特別寄稿 :ナチュラルフードビジネス

特別寄稿
:ナチュラルフードビジネス
李 栄子(本学会常任理事)

日本トランスパーソナル学会の常任理事として携わらせていただいて、5年目に入りました。その間、今後、何をやっていこう……本当はどんな自分を目指したいのか……と日々自分と向き合いながら、次なるステージへ心が向いていました。

2年くらい前でしょうか。何気なく手にしたフリーペーパーで‘野菜ソムリエ’を知り、そこからだんだんと‘玄米菜食’に興味を持ち始めたのがきっかけで、マクロビオティック・クックング・スクールの師範と野菜ソムリエのマイスターを取得するための勉強の日々が続きました。

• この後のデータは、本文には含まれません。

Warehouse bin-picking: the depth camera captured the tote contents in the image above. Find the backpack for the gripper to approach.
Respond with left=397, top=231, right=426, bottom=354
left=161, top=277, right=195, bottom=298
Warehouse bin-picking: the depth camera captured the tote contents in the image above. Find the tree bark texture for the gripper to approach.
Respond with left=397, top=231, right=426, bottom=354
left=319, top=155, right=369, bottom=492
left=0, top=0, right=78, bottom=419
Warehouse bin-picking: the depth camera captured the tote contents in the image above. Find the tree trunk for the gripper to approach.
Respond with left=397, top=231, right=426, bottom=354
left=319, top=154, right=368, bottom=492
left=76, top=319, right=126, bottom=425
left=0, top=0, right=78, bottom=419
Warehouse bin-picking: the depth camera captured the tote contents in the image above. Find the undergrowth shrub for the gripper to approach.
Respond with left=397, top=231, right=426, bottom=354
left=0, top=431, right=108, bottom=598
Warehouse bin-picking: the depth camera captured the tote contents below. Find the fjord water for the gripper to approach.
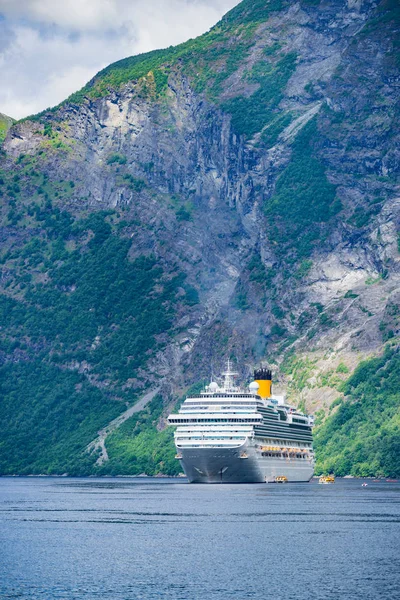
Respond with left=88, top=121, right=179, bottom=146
left=0, top=478, right=400, bottom=600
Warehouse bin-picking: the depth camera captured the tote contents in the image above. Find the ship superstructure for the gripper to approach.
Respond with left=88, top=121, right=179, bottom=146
left=168, top=361, right=314, bottom=483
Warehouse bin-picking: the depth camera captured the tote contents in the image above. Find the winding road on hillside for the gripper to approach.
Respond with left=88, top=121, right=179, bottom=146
left=86, top=388, right=160, bottom=465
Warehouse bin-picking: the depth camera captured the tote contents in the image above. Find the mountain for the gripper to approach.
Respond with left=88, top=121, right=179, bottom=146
left=0, top=0, right=400, bottom=475
left=0, top=113, right=15, bottom=142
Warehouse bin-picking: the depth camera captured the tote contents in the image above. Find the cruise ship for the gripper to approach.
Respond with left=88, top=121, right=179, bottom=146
left=168, top=361, right=314, bottom=483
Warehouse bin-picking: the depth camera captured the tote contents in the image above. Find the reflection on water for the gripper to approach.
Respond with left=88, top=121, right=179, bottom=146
left=0, top=478, right=400, bottom=600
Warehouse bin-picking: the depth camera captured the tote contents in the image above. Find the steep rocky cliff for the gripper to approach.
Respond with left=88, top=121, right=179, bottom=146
left=0, top=0, right=400, bottom=471
left=0, top=113, right=15, bottom=142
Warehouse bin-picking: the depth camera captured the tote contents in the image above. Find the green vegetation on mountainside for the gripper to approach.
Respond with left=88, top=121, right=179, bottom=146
left=97, top=396, right=182, bottom=476
left=34, top=0, right=296, bottom=143
left=0, top=360, right=120, bottom=475
left=0, top=113, right=15, bottom=144
left=315, top=348, right=400, bottom=477
left=0, top=173, right=196, bottom=474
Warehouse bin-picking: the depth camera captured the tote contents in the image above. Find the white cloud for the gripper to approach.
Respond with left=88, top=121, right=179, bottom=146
left=0, top=0, right=238, bottom=118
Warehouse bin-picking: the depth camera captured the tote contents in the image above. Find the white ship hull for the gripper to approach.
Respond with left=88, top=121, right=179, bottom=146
left=178, top=440, right=314, bottom=483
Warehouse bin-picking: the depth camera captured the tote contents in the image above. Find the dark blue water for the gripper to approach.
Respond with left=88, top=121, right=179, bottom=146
left=0, top=478, right=400, bottom=600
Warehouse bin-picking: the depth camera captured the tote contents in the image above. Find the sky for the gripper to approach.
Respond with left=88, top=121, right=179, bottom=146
left=0, top=0, right=239, bottom=119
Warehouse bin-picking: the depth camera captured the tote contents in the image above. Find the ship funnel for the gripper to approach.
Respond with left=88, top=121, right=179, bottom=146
left=254, top=368, right=272, bottom=398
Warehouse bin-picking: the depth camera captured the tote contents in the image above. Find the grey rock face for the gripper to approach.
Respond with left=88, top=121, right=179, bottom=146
left=0, top=0, right=400, bottom=406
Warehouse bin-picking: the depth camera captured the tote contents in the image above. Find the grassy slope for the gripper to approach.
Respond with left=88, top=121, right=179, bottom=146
left=315, top=348, right=400, bottom=477
left=0, top=164, right=193, bottom=474
left=0, top=0, right=398, bottom=473
left=0, top=113, right=15, bottom=143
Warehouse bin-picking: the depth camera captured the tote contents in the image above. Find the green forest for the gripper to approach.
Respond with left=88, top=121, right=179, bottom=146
left=315, top=347, right=400, bottom=477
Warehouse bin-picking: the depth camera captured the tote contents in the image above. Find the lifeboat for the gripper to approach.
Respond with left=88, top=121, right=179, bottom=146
left=318, top=475, right=335, bottom=483
left=275, top=475, right=287, bottom=483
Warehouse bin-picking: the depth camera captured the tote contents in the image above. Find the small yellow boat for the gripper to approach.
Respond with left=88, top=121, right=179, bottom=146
left=318, top=475, right=335, bottom=483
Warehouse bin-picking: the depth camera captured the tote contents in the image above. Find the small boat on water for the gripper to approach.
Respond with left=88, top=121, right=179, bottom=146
left=318, top=475, right=335, bottom=483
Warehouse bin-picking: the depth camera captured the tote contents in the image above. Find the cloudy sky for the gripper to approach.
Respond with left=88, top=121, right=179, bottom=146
left=0, top=0, right=239, bottom=118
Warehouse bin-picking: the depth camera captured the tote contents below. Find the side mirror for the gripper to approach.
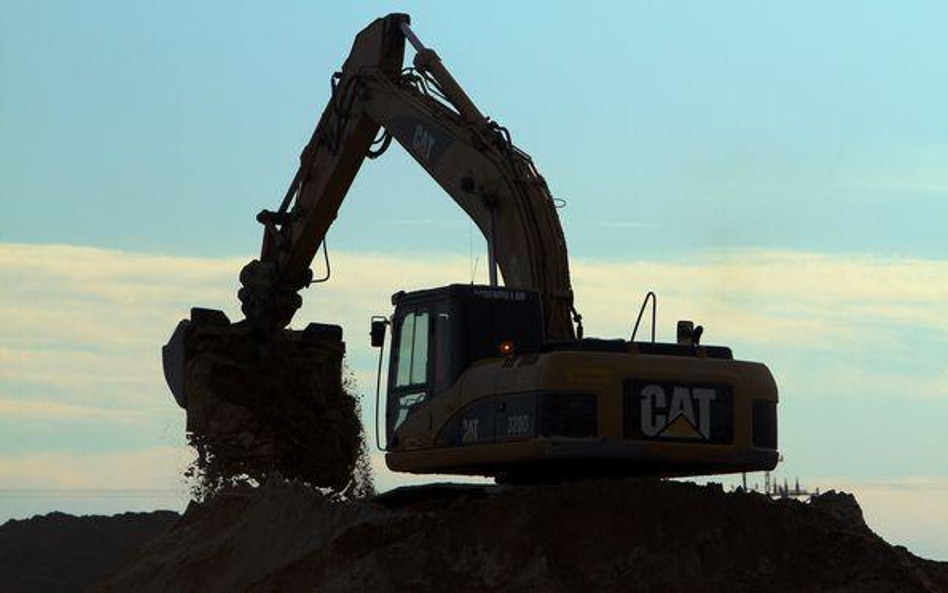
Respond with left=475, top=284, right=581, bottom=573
left=369, top=316, right=388, bottom=348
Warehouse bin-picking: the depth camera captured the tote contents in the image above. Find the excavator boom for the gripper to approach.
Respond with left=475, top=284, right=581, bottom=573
left=240, top=14, right=575, bottom=340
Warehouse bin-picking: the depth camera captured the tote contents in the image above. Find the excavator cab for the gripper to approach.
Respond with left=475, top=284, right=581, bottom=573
left=372, top=285, right=779, bottom=481
left=376, top=284, right=544, bottom=444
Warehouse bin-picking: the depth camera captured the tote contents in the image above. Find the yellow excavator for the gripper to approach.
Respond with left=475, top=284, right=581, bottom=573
left=164, top=14, right=779, bottom=481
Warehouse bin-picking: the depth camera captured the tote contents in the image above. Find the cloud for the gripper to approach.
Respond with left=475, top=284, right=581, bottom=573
left=0, top=244, right=948, bottom=512
left=0, top=446, right=193, bottom=494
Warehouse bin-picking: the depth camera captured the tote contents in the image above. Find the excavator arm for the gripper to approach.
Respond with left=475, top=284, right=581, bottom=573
left=239, top=14, right=578, bottom=340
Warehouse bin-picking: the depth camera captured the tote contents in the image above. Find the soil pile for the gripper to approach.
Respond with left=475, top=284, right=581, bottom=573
left=179, top=310, right=371, bottom=499
left=0, top=511, right=179, bottom=593
left=92, top=479, right=948, bottom=593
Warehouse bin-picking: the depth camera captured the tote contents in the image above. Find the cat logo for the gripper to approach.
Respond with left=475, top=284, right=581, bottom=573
left=625, top=381, right=734, bottom=443
left=639, top=383, right=717, bottom=440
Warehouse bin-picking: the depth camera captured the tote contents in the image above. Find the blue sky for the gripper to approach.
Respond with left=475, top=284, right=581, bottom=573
left=0, top=0, right=948, bottom=558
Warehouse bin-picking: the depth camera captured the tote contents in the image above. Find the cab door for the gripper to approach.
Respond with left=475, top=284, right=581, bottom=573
left=386, top=308, right=432, bottom=444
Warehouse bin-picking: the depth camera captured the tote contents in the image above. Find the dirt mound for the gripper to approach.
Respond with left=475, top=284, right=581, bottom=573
left=179, top=310, right=371, bottom=499
left=92, top=480, right=948, bottom=593
left=0, top=511, right=179, bottom=593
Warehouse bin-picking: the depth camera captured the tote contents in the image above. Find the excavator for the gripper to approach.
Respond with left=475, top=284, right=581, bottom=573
left=164, top=14, right=779, bottom=481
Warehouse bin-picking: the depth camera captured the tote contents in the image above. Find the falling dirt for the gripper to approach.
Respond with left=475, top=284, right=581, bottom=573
left=176, top=320, right=371, bottom=500
left=85, top=479, right=948, bottom=593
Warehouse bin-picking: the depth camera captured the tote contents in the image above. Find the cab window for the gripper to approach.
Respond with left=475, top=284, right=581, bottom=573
left=395, top=311, right=430, bottom=387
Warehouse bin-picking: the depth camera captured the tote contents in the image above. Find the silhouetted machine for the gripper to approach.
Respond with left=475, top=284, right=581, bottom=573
left=166, top=14, right=778, bottom=479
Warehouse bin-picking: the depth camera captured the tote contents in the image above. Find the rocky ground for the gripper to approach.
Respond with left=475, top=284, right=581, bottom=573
left=0, top=511, right=180, bottom=593
left=0, top=480, right=948, bottom=593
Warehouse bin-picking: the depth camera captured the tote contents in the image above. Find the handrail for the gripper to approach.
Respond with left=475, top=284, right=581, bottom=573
left=629, top=290, right=658, bottom=344
left=372, top=315, right=388, bottom=451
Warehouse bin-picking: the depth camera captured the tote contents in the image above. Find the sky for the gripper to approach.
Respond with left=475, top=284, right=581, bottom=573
left=0, top=0, right=948, bottom=559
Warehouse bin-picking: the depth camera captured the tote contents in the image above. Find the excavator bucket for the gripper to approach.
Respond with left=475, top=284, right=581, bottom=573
left=161, top=319, right=191, bottom=410
left=162, top=308, right=362, bottom=490
left=161, top=307, right=231, bottom=410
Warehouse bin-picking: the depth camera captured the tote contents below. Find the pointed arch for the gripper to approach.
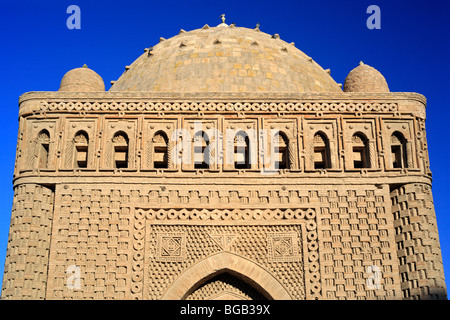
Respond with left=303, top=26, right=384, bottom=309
left=390, top=131, right=408, bottom=169
left=36, top=129, right=50, bottom=169
left=112, top=131, right=129, bottom=169
left=73, top=130, right=89, bottom=168
left=352, top=132, right=371, bottom=169
left=161, top=252, right=292, bottom=300
left=313, top=131, right=331, bottom=169
left=194, top=131, right=211, bottom=169
left=234, top=130, right=251, bottom=169
left=152, top=131, right=169, bottom=169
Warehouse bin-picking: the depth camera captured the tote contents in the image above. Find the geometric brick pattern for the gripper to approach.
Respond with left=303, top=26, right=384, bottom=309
left=2, top=184, right=54, bottom=300
left=391, top=183, right=447, bottom=300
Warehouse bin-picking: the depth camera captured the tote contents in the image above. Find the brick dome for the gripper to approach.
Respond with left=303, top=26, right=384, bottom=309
left=110, top=23, right=342, bottom=93
left=59, top=65, right=105, bottom=92
left=344, top=61, right=389, bottom=92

私はマクロビオティックに出会うまで、食べ物がこれほどまで心と身体に関係しているとは思いませんでした。マクロビオティックとは何でしょうか? マクロビオティックは桜沢 如一氏によって広められた東洋の陰陽の考え方を取りいれた方法で、それは宇宙の秩序にしたがって生きる術であり、食の観点からいえば、玄米と野菜を中心に、旬のものをバランスよく組み合わせた食事をとることです。正しい食事をすれば、健康になり、健康になれば、正しい考え方ができるようになると説いています。その桜沢氏の言葉に「物事の全てに、始めあるものにオワリあり、表あるものにウラあり、表大なればウラもまた大なり」とありました。そんなマクロビオティックの素晴らしさも十分承知していますが、なかなか一般に受け入れられるのは難しいのが現状です。

そんなある日、スクールで知り合った友人からランチに誘われたお店が臨時休業だったため、仕方なく次のお店へと向かったのが、33年間続いている自然食レストランでした。そこのオーナーから声をかけられ、お店で研修生として手伝うようになって間もまなく、会わせたい人がいるからと、ある人物を紹介されました。その出会いが、ナチュラルフードビジネスに携わるきっかけとなったのです。ある出会いが次の出会いへと進んで、短期間でこんなふうに人生の流れは一気に進んでいったのです。

紹介された方は、オーガニック玄米や野菜の素晴らしさを広めていきたいという思いがあって、その手段として、クッキングスクールを開講したいという相談で訪れた方でした。その話を聞いて、オーナーはすぐに私を紹介しようと思ったそうです。紹介された場に行くと、そこはすでにナチュラルフードスタジオ立ち上げスタッフとしての話し合いの場となっていました。そこに、もう一人の女性、グーグルが日本に上陸したときの立ち上げスタッフ一号社員だった方も同席していました。全てが何か見えない力に引き込まれてきたように集まってきた仲間でした。

最近は自然食ブームでヘルシーフードが流行っているとはいえ、ナチュラルフードを広めるビジネスはそんな簡単ではありません。でも、だからこそ、その思いを現実にしていくには本当にやる気のある仲間が必要です。そんな仲間と出会って、今年(2009年)の春からNatural Food studio株式会社の立ち上げスタッフとして参加することになりました。クッキングスクールを開講して、1人でも多くの人に無農薬玄米や野菜を食べてもらうことで、日本の無農薬栽培の農家さんを増やしていこうという農業再生プロジェクトです。今思えば、このプロジェクトに参加した4月くらいは、一年間マクロビオティックや野菜ソムリエとしての知識を勉強してきたとはいえ、あまりに視野の狭い考え方をしていたと感じています。それはお店や宅配で送られてくる有機野菜や有機玄米などを商品としてしか見ていなくて、安心で身体に良いのだから選んでいるという、頭だけで満足していたからです。それらの無農薬の玄米や野菜が、どのような思いで作られているのか、生産者の農家さんのことや、畑や田んぼのこと、土のことなど知らないばかりか、全く興味すらなかったのです。

それが、今回、ナチュラルフードビジネスに出会い、農家さんを周る旅をするようになると、農家さんとの交流を通じて、農家さんの思いや、なぜ無農薬や自然農法にこだわるのか、など、自然に触れながら日本全国でお話を伺っていくうちに、農家さんに対する見方も変わってきました。農家さんは日々、自然と向き合って生きています。それは私たちが土と触れあう時間がないことがどんなに自然から離れているのか、それが心身にどんな影響を及ぼしているのかがわかってきます。また、見えないからといって農薬や化学肥料に対する無頓着さは恐ろしいほどです。自然からできたものへの感謝の心も忘れています。都会にいるとそれらへ心を向ける時間をなくして日々過ごしていますから、人間が本来持っている感も鈍っているのです。まずは、自分が日々何を食べているか考えてみましょう。それはどこでどうやって作られているのか、追究してみてください。そして日本の農業の歴史や現状を少しでも興味を持ってみると、今の日本の問題や、個人個人の心身の問題も見えてくると思います。

ナチュラルフードビジネスはまだ始まったばかりですが、私たちが心身健康で活き活きと生きていくためには日本の無農薬や自然農法でがんばっている農家さんを応援していくことだという思いで日々活動しています。